Mobile penetration in the country has reached close to 300 million from just 50 million a few years ago. MTNL has now launched 3G services and players in the private sector such as Vodafone, Airtel, Reliance and Tata Telecom may all join the bandwagon. 3G or the three 3 gigawatt frequency, has a higher bandwidth to enable video streaming and other superior internet services including TV and satellite radio on the mobile. Maybe this is what is attracting AT&T back to India.
The revenues could be enormous for the players though the initial investments may be large in terms of the licences to procure from the local domestic players. Big-time players such as NTT DoCoMo, Telenor ASA and Emirates Telecommunications Corp have all made acquisitions with an eye on the future enhanced services to be made available in India.
India enters new battleground over patents on drugs
A new battleground has opened up for Indian drug companies, which are facing charges of counterfeiting drugs and patent infringement over shipments meant for Latin American countries being seized in transit at European destinations. The European Union is silent on the issue.
The Pharmaceutical Exporters Promotion Council (Pharmexcil) which comes jointly under the Commerce Ministry and the Chemicals Ministry, claims that Indian drug shipments are being detained in countries such as Germany, France and UK. A solution is to have an alternate route to send the shipments to LatAm.
But skipping Europe, the gateway to South and North America, means enormous logistics costs, leaving the exporters with a lower margin of profits. Some of the companies which have got into trouble include Chandigarh-based Indi-Swift Laboratories, Mumbai-based JB Chemicals and Pharmaceuticals, Medico Remedies, Total Pharma, and Missing Pharmaceuticals, and Hyderabad-based Sainor Pharma.
Satyam in another Scam, collateral damage for Dr Reddy’s
Satyam Computer Services Ltd is linked to another scam. One of the IT firm’s subsidiaries owned a 134 acre plot in Hyderabad on which sits the country’s most prestigious pharmaceutical firm Dr Reddy’s labs. The Andhra Pradesh government has issued a notice to claim that the land neither belonged to Satyam nor Dr Reddy’s lab but owned by it. Former Government of India Economic Affairs Secretary and Power Secretary EAS Sarma has gone on record to say that successive AP governments doled out largesse to Satyam and land was one of them, that too at unbelievably low prices.
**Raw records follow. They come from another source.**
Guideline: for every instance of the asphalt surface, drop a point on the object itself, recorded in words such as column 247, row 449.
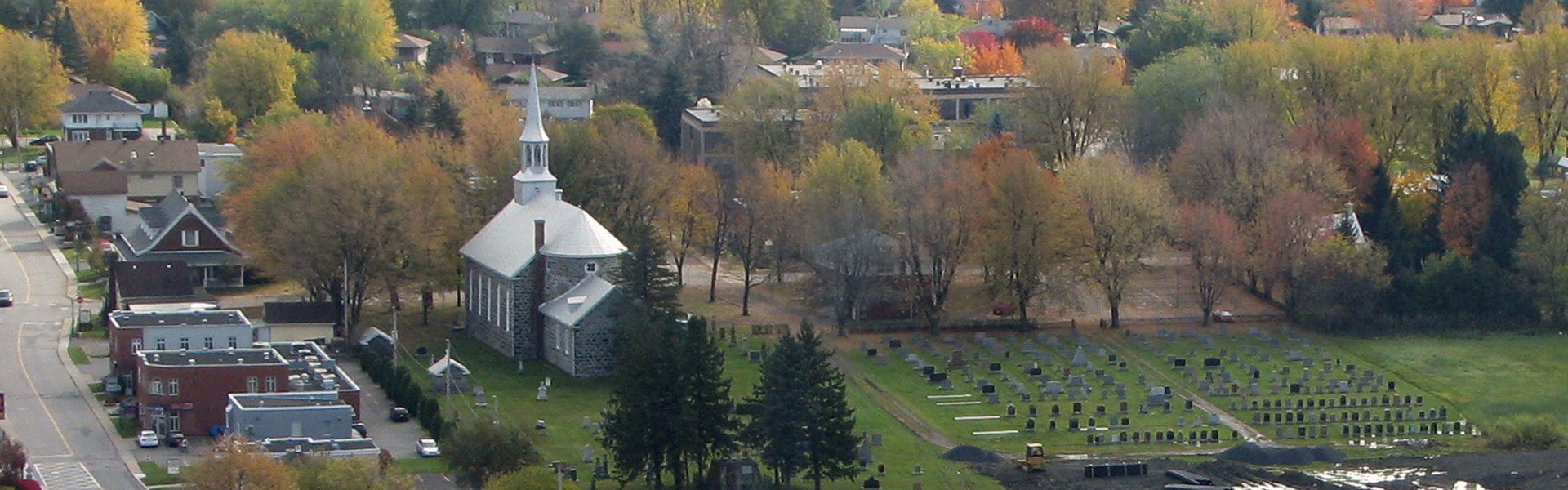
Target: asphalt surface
column 44, row 408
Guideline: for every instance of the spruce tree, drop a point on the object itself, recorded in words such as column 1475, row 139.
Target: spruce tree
column 444, row 115
column 73, row 56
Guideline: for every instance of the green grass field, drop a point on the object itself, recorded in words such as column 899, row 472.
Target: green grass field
column 1487, row 379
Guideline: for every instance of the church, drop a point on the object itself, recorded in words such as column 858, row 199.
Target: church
column 537, row 275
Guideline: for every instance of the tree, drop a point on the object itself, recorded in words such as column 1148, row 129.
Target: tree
column 1031, row 231
column 73, row 56
column 13, row 461
column 844, row 207
column 800, row 416
column 333, row 473
column 1214, row 243
column 252, row 73
column 237, row 466
column 1075, row 101
column 32, row 83
column 480, row 449
column 112, row 29
column 530, row 478
column 1465, row 211
column 940, row 220
column 577, row 49
column 1128, row 216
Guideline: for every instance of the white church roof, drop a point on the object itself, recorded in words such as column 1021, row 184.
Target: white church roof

Dr Reddy’s lab acquired this land reportedly from e-Business Ltd, a wholly-owned SIFY subsidiary. After the acquisition the name underwent change - it became Dr Reddy’s Bio Sciences Ltd as it was reportedly developing a biotechnology project on the land. And amid all this controversy, the revenue department has stirred the hornet’s nest saying the land was not Satyam’s to sell or lease.
Barclays bank to outsource jobs to India
British bank, Barclays Plc, is off-shoring some 70 jobs to India from its locations in Poole, Dorset. This has sparked protests by bank employees and workers unions in London, which has historically been witnessing racial riots where Indians have been discriminated for taking away jobs from the local whites. The bank says the redundancies were part of 1100 job losses announced last year in parallel with the decision to outsource.